My brother-in-law came up with a cook trick. He cut a small hole in the end of the pacifier and when his son asked what was wrong with the pacifier, he explained that it was broken and they had to throw it away. That worked like a charm for them. My neighbor talked my 2 year old into throwing hers away and she whined a few times, but I reminded her that she threw it away and she was fine.

I trained both my girls at 2 1/2 and my neighbors daughter at 20 months. The first step is to get them use to the potty...you have done that. The next step is to teach them what pee pee is. I strip them naked and hang out somewhere with a lineleom (spelling) floor...easy clean up. When they pee pee on themselves I hurry and sit them on the potty. It takes two or three times and then they usually get it. It takes a few hours hanging out with books, lots of juice, and a potty chair...but they typically get it after two or three times.

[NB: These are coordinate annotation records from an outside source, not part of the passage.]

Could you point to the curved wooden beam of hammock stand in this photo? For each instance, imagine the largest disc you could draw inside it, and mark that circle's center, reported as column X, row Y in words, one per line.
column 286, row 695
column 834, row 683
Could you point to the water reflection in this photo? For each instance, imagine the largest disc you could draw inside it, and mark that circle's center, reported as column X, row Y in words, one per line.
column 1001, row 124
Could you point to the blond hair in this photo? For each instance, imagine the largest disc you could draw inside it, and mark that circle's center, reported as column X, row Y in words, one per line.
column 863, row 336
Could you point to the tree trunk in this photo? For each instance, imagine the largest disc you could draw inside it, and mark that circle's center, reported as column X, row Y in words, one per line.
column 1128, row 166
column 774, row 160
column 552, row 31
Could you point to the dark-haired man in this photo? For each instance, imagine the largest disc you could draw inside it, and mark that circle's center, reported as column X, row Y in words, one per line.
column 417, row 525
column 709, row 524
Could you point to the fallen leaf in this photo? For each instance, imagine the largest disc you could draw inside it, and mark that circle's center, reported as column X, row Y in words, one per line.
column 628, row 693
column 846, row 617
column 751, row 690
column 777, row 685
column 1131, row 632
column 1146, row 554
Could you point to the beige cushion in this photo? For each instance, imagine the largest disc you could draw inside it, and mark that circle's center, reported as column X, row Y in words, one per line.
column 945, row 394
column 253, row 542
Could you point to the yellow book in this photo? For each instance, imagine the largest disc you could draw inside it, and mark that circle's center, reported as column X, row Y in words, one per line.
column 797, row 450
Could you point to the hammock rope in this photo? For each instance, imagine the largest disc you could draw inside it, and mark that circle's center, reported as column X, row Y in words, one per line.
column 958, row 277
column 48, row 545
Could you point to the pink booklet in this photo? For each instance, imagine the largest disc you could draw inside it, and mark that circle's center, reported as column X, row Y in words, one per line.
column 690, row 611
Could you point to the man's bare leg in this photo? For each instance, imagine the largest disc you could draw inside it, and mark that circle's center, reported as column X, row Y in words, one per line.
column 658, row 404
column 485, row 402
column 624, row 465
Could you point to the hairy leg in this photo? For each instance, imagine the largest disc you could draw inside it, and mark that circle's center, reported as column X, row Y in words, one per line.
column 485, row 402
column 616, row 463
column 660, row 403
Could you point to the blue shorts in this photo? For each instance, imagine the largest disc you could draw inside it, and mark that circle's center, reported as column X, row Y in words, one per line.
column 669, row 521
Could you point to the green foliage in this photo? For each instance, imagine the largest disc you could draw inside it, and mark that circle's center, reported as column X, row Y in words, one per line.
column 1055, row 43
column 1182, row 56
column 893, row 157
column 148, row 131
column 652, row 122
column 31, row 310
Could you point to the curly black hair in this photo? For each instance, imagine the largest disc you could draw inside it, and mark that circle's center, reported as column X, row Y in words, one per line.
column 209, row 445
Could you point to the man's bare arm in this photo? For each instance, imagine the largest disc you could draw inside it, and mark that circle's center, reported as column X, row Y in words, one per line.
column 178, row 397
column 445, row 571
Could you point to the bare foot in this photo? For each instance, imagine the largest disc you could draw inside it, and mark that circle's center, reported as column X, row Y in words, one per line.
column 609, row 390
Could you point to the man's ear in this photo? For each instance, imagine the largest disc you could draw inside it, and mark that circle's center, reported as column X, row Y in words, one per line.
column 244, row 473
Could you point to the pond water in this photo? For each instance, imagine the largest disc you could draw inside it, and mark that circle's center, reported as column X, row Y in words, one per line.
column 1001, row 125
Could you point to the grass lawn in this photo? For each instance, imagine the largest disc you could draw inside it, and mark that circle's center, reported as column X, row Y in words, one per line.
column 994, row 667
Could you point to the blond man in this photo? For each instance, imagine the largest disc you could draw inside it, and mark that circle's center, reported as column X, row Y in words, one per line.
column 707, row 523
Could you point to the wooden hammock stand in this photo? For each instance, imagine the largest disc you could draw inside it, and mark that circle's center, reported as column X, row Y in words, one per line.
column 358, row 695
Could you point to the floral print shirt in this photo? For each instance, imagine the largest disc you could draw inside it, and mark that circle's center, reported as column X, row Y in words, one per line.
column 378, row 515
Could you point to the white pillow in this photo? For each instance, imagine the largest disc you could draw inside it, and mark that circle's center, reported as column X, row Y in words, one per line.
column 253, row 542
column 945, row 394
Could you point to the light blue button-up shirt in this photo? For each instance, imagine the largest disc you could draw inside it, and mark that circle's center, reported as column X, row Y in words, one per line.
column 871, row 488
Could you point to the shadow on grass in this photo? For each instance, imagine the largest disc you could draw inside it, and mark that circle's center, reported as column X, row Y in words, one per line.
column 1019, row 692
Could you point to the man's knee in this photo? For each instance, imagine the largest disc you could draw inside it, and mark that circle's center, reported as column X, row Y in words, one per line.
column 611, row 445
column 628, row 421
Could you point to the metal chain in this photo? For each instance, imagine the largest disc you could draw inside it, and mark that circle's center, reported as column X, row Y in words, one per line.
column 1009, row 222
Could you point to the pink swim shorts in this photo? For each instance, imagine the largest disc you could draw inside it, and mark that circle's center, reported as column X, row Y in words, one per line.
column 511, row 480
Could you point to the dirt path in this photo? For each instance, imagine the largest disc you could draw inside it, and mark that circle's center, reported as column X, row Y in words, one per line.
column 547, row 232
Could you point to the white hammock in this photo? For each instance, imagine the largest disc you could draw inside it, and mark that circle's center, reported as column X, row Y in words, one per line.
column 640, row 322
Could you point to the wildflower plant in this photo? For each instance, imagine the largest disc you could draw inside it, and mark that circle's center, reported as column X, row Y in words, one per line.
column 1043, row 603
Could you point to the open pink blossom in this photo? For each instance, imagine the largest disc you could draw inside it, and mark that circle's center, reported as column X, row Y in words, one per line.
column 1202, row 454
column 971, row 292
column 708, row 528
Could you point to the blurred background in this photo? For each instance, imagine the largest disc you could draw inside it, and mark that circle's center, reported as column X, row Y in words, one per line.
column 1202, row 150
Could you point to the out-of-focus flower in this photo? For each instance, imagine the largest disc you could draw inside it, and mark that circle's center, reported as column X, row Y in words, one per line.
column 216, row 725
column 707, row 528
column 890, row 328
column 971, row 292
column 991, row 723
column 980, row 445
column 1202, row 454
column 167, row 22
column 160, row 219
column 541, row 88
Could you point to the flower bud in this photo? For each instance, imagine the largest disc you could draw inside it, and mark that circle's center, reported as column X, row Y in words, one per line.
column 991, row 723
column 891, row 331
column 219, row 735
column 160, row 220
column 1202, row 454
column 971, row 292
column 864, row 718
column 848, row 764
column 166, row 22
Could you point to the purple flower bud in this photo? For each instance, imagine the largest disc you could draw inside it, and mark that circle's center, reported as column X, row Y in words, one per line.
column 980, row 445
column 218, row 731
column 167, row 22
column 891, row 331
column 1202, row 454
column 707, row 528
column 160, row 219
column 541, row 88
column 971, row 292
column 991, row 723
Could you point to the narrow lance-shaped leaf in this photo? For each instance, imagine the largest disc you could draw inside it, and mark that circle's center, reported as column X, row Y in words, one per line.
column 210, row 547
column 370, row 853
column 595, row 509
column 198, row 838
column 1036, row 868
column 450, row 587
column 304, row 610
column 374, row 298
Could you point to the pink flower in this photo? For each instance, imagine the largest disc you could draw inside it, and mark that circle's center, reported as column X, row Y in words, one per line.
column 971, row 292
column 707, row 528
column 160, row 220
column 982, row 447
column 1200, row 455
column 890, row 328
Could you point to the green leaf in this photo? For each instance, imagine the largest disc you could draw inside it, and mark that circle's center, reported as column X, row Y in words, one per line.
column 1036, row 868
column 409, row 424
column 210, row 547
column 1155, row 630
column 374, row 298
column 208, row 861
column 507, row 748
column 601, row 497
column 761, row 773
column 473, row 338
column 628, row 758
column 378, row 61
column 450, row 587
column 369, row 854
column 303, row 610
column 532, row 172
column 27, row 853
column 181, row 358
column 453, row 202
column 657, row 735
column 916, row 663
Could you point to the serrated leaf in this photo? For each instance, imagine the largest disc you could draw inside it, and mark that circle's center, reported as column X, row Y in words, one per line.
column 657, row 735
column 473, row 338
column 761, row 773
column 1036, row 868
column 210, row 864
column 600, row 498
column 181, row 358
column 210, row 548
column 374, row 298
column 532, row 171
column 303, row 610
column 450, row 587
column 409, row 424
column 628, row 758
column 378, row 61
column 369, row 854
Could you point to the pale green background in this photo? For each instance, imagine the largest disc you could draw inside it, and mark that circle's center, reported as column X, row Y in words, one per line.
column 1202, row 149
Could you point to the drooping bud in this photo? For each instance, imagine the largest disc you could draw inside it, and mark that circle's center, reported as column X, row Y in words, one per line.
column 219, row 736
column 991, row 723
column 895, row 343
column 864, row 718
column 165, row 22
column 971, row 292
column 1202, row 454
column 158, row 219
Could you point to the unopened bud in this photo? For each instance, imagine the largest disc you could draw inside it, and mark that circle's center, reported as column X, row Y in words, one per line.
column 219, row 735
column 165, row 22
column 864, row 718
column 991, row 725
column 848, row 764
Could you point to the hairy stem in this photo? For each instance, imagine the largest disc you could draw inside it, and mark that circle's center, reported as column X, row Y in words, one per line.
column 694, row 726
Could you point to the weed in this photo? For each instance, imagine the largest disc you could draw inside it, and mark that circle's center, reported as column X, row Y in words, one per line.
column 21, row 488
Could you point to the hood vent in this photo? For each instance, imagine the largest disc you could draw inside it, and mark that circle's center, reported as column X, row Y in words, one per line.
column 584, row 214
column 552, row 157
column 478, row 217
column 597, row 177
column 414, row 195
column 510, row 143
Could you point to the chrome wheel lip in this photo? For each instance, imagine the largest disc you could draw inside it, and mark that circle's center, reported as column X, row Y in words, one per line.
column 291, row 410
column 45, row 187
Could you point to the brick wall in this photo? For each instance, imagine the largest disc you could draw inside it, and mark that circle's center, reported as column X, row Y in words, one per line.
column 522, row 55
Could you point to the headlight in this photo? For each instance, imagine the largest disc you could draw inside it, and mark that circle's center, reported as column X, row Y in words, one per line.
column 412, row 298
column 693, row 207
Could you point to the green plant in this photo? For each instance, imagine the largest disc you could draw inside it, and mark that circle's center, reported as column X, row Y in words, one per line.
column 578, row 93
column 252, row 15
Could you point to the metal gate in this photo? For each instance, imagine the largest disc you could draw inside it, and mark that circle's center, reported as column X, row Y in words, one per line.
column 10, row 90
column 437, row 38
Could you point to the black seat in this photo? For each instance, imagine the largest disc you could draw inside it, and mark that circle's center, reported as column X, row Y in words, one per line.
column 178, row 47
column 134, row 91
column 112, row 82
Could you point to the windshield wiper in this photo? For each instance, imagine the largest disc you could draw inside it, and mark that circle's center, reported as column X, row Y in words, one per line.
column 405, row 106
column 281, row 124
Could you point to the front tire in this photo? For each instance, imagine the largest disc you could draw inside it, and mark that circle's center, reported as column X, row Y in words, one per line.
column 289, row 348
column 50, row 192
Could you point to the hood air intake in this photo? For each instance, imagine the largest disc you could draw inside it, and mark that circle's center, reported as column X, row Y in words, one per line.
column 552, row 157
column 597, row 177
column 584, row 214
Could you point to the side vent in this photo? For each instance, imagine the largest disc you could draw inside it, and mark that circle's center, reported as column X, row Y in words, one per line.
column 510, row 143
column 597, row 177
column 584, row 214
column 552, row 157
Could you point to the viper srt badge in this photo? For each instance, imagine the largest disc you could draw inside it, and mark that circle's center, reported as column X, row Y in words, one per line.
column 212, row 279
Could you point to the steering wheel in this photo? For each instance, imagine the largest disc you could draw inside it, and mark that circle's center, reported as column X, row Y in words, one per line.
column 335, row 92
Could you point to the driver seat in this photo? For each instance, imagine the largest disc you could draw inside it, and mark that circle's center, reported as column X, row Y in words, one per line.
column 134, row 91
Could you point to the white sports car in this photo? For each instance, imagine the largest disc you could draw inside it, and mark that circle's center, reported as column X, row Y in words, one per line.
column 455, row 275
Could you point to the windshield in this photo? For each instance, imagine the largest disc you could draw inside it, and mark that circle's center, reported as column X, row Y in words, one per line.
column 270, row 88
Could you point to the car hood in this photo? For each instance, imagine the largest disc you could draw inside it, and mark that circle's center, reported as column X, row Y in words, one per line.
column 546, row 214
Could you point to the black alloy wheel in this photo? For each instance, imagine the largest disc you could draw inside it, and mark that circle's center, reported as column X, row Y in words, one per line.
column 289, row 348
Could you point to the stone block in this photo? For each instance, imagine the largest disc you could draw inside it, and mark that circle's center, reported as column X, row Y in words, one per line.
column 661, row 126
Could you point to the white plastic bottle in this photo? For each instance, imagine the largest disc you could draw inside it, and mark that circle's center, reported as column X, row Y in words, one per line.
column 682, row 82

Then we do the thick diaper like panties with a potty chair always close by. I keep reminding them to pee pee in the potty. I watch them like a hawk and try to catch them if they start to go in the panties.

We cheer like crazy if they make it. I usually give a little tiny treat if they make it too. Like a chocolate chip or an m&m.

The 20 month old has been doing this for a month or more. She has some relapses from time to time...I have to remember she's young and always remind her daily from time to time to pee pee on the potty.

The poopies are harder. But if you can catch them or determine a schedule that they poop, you can sit them on the potty at the right time.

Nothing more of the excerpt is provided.